Founded in 1934 in New Zealand, Fisher & Paykel Appliances designs and manufactures home appliances, operating globally. The company's product line includes the DishDrawer dishwasher and ActiveSmart refrigeration - both cited as breakthroughs in their categories. The technical stack runs deep: appliance engineering, product design, and cross-functional development squads that embed designers, engineers, and researchers in the same workflow.
For a cybersecurity professional, the threat model here is interesting and layered. Fisher & Paykel's push toward connected, smart appliances means their attack surface isn't just the corporate network - it extends into embedded firmware, cloud services, mobile companion apps, and the data pipelines that track how people actually use their products in their homes. The company culture signals - cross-functional squads, a design philosophy that "engages directly with how people interact" - suggest security teams would need to work embedded alongside product and engineering rather than in a siloed compliance function.

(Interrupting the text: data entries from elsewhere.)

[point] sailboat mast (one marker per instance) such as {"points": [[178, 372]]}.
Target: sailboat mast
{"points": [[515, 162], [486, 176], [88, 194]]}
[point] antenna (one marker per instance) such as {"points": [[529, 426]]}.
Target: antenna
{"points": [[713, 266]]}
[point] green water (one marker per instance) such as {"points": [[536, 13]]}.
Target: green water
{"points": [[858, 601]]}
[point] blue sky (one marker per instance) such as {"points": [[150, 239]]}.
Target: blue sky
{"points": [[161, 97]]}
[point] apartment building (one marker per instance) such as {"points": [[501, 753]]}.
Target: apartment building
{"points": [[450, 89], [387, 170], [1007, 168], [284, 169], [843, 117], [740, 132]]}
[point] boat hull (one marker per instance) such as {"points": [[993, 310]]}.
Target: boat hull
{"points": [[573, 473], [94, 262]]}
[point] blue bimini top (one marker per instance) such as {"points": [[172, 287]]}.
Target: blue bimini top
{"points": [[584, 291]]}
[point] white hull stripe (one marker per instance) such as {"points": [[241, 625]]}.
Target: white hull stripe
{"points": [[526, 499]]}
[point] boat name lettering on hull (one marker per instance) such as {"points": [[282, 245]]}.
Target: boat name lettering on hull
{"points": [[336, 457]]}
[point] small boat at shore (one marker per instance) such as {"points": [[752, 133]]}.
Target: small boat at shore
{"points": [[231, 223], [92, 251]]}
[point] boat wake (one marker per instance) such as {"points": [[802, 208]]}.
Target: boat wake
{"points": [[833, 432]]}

Headquartered in New Zealand with a global footprint, Fisher & Paykel operates in a space where consumer trust is the asset worth protecting. A compromised smart appliance isn't a headline generator the way a data breach is, but the long-tail reputational damage and regulatory exposure - especially across multiple jurisdictions - are real. Security here means thinking about the full lifecycle: secure boot, OTA update integrity, network protocol hardening, and the kind of consumer data governance that keeps a 90-year-old brand intact.